Of course, it’s entirely plausible that Lockheed Martin’s admission yesterday — about mistakenly overbilling the US government by $265 million on Joint Strike Fighter development — is one of those innocent goofs — the accountant’s equivalent of a Bill Buckner-esque “where’d the ball go?” moment.

But that’s no fun, is it? I mean, what’s the point of being a trade press blogger if you can’t use some imagination, especially when the contractor in question is being a bit too skimpy with the details of what caused this little problem.

So, in the absence of facts, here’s my Top 10 guesses for where all the money went.

10. Charitable donation to Indian Air Force chief
9. Dolce & Gabbana-designed cockpit interior option for Italian customers
8. $265 million marketing fund to fight $400 million defense appropriation for JSF alternate engine
7. Upgrading Tom Burbage from first class on American Airlines to his own private A380 VIP jet
6. A new underground disco for classified interplanetary employees at Groom Lake (cheers Peter La Franchi)
5. Purchase order for building that houses Norway’s Parliament, which will be immediately locked and shuttered upon sale
4. Funding to graphics design firm for making eight new power point slides for JSF quarterly update meeting
3. Skunk Works’ newest toy: unmanned/stealthy/morphing/VTOL/tube-launched 500-ton cargo airship
2. F/A-18-themed interior decor for new outhouse structure at Senator Ted Stevens’ vacation home
1. “Free Veuve Cliquot Champagne Fridays” at Lockheed’s employee cafeteria in Fort Worth

Subscribe

Subscribe to our e-mail newsletter to receive updates.

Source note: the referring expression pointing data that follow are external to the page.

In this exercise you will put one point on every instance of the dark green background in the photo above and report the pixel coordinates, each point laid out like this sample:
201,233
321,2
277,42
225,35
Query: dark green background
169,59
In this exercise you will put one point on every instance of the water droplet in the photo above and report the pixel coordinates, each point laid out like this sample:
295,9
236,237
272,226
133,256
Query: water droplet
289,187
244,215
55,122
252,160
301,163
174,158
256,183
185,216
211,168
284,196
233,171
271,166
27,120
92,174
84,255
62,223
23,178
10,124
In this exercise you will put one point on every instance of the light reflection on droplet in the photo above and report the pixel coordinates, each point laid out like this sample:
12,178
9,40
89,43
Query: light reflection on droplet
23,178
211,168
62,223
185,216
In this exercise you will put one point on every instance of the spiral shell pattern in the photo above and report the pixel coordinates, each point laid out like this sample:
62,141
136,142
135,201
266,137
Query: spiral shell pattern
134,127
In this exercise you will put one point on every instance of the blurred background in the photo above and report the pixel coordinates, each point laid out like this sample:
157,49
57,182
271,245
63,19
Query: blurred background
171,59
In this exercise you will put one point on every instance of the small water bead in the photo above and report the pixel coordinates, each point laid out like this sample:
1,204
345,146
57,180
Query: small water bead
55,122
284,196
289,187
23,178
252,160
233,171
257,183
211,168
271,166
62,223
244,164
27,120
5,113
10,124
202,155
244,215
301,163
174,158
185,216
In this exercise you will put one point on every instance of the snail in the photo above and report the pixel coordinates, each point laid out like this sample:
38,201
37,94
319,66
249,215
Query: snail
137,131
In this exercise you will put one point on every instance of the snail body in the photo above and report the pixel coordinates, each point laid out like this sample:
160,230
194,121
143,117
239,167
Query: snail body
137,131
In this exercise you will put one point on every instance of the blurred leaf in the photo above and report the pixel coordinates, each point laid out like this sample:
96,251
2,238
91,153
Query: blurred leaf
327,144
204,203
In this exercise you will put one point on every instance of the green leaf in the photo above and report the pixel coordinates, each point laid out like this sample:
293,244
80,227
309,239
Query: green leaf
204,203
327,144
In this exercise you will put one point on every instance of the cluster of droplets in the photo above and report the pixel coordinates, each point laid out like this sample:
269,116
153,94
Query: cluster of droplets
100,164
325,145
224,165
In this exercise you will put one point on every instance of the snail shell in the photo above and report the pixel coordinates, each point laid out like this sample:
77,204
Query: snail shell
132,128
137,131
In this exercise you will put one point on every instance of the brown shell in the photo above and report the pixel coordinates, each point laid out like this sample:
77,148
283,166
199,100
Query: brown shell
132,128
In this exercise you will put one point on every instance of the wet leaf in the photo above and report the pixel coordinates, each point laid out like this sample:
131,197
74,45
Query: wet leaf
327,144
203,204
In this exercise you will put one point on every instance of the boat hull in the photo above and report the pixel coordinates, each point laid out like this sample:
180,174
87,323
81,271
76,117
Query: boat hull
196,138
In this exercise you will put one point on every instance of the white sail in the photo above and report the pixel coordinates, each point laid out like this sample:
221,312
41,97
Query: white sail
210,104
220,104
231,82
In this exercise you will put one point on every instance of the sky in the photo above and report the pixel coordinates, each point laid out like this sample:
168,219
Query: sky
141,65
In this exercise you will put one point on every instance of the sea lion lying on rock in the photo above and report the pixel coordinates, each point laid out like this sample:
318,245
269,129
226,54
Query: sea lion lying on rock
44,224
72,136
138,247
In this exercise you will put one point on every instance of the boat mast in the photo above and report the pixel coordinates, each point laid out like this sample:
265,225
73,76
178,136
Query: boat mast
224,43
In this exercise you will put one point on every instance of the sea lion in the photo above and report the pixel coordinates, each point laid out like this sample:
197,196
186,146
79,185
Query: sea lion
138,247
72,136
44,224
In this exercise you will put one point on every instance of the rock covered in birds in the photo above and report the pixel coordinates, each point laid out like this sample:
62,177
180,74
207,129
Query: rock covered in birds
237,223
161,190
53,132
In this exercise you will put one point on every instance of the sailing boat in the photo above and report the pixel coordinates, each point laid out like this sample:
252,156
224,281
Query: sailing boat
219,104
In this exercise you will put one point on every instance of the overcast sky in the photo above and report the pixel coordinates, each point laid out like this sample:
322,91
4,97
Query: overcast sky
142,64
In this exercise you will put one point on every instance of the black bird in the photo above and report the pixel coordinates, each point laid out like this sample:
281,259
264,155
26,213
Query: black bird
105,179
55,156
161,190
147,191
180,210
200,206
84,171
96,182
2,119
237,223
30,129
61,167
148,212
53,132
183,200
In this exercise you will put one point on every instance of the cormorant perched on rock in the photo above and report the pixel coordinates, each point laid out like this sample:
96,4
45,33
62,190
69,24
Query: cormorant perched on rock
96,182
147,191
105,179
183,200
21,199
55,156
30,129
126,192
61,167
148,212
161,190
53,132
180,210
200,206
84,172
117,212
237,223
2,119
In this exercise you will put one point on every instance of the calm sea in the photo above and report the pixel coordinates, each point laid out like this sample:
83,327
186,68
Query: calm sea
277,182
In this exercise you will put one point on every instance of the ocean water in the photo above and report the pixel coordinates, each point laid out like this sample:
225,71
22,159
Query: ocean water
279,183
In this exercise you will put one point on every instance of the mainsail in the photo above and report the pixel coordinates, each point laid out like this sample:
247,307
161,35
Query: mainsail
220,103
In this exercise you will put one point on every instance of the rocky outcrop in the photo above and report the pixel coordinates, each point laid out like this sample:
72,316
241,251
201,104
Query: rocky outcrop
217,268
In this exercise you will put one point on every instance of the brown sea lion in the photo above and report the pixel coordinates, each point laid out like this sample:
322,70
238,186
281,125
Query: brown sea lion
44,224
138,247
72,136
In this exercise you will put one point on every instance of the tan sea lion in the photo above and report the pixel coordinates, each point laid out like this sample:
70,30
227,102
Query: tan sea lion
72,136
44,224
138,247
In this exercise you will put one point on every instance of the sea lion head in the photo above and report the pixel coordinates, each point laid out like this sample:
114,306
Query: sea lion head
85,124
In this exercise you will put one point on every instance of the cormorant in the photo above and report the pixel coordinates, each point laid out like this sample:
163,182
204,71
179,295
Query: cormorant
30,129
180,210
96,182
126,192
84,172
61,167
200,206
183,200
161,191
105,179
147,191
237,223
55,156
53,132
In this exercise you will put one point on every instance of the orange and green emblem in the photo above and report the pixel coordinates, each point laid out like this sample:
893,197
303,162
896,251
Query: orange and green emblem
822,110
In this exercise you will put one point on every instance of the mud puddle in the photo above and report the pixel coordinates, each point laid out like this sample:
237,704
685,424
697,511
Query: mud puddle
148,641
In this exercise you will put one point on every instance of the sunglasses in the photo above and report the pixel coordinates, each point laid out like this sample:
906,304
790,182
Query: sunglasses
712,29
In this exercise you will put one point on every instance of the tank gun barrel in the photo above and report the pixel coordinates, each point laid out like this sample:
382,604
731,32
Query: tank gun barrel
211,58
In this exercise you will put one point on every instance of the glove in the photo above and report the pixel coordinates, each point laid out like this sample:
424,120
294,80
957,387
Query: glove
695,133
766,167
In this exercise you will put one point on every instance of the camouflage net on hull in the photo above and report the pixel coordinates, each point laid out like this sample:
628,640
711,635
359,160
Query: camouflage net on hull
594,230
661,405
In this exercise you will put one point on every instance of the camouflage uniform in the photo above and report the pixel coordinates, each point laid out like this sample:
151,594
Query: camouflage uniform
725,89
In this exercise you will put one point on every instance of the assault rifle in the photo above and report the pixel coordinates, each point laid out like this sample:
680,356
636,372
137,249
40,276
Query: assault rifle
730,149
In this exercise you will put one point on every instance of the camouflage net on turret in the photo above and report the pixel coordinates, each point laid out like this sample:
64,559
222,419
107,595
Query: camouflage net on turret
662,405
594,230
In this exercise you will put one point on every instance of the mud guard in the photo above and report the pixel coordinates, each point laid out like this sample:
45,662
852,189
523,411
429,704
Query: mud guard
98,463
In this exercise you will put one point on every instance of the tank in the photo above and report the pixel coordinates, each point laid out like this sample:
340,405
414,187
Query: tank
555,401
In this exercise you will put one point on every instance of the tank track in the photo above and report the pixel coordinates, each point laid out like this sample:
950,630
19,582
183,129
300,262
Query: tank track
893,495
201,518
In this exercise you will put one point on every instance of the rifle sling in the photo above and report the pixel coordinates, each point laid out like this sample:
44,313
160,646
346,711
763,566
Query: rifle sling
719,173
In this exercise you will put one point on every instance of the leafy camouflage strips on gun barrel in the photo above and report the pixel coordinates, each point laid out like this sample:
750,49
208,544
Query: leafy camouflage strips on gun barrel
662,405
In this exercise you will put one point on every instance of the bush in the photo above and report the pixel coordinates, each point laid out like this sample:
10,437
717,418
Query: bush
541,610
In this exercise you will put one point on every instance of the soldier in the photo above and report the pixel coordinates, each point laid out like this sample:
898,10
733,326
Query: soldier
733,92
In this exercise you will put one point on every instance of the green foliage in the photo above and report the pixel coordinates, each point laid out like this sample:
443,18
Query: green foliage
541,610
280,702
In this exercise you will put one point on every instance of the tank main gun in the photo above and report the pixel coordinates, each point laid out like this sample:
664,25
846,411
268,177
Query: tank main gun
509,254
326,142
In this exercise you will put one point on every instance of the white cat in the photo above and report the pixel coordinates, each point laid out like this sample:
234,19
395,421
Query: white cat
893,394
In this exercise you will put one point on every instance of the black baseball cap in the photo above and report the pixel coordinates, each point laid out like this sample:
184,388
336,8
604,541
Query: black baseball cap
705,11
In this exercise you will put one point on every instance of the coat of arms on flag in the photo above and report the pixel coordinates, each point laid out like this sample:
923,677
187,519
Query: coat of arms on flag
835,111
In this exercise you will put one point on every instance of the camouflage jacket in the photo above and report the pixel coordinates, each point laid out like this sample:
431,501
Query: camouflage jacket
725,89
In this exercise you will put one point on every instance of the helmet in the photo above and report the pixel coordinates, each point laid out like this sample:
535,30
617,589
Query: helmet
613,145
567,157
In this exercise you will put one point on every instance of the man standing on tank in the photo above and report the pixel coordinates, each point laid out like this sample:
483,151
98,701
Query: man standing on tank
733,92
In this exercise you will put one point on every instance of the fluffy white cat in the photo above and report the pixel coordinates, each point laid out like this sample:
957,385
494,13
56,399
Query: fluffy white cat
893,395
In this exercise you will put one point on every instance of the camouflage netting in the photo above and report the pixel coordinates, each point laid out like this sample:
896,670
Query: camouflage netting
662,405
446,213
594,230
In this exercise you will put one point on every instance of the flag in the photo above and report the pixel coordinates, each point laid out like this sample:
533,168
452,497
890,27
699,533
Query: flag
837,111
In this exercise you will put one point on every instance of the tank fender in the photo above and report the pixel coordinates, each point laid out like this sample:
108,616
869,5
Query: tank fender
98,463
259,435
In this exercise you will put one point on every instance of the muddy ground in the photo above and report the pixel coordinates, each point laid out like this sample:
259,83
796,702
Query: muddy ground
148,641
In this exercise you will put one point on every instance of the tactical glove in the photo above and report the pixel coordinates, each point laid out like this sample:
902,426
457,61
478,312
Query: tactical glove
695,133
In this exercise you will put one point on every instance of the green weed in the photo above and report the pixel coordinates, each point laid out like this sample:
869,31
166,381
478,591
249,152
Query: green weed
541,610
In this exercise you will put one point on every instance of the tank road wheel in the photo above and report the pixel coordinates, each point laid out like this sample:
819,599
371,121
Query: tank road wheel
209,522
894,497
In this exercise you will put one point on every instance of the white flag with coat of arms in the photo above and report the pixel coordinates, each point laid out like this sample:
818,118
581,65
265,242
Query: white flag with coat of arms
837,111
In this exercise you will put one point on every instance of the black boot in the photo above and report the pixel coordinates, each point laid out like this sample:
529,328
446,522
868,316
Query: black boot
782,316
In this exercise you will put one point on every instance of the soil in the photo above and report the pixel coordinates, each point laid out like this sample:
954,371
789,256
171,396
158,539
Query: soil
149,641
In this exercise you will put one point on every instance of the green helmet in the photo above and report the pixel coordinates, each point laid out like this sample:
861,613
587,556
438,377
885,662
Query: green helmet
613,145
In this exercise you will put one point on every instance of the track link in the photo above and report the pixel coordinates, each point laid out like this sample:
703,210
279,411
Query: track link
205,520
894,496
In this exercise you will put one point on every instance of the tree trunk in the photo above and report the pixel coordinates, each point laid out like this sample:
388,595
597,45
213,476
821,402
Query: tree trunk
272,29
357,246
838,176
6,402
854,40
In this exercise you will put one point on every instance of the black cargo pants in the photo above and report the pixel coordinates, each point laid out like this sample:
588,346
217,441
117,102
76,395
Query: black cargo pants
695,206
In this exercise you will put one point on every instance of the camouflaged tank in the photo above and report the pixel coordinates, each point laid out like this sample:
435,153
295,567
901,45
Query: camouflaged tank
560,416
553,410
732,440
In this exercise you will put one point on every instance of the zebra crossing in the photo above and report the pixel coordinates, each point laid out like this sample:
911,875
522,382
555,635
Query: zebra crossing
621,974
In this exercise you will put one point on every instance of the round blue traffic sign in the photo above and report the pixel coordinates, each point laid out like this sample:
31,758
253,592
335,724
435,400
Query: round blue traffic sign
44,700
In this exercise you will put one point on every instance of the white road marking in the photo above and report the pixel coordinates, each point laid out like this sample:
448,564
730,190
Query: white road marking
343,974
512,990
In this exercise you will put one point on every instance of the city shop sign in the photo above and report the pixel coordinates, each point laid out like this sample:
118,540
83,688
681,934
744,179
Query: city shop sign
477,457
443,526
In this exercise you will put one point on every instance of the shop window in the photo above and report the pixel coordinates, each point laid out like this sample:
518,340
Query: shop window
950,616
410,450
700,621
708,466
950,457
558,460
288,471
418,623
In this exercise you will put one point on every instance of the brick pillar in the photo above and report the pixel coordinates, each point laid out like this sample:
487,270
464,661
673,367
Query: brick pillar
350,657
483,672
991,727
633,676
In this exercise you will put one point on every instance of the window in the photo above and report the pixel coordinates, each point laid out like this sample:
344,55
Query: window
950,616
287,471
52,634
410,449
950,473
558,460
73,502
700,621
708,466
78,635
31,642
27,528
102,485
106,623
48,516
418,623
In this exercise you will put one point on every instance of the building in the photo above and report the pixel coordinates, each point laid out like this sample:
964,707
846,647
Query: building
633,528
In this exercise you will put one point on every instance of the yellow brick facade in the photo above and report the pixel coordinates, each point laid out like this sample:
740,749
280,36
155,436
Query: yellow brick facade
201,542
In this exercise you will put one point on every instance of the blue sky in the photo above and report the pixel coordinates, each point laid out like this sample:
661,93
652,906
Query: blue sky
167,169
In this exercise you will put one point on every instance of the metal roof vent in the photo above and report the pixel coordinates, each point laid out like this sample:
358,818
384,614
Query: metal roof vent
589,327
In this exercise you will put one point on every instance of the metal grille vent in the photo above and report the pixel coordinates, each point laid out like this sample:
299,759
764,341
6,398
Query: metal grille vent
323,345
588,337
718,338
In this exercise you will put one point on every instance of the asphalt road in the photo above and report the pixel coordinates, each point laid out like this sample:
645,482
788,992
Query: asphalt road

4 Responses to Where all the JSF money went

  1. deepak 11 August, 2007 at 2:01 am #

    How about the top reason for the overcharge being a charitable donation to the RAF itself, considering its essentially a third world air force at this point.

    Wakeup – the empire’s over and India now owns your backside.

  2. spacer01 11 August, 2007 at 1:53 pm #

    How about this one-take the $265M, invest it, make a pile of money, then notice that it was “overcharged” and return the principle (keeping all that profit)? Or is that too plausible?

  3. Villagesmitty 12 August, 2007 at 5:54 pm #

    There’s no lack of details…256 mil overcharge, and repayment of 100 percent of overcharge plus all the interest that would have been made on that amount…taxpayers don’t lose, Lockheed Martin doesn’t gain…but voluntarily takes a black eye. I love conspiracies as much as anyone else, but I work on the program, know my leadership really well, and know they made the right call: Do the right thing, get it out, take responsibility, deal with it the right way, move on.

  4. Stephen Trimble 12 August, 2007 at 8:48 pm #

    But it’s the “get it out” part that seems insufficient, at least to me anyway. Yes, they disclosed the overcharge, but the details of the “mistake” are still pretty sketchy. If it was an honest mistake, there should be no harm done to explain exactly how it happened. Until then, I’ll keep my eye on the beverage menu at the employee cafeteria!

    Also, to Mr. Deepak, I’m not British, but thanks for that thinly veiled insult.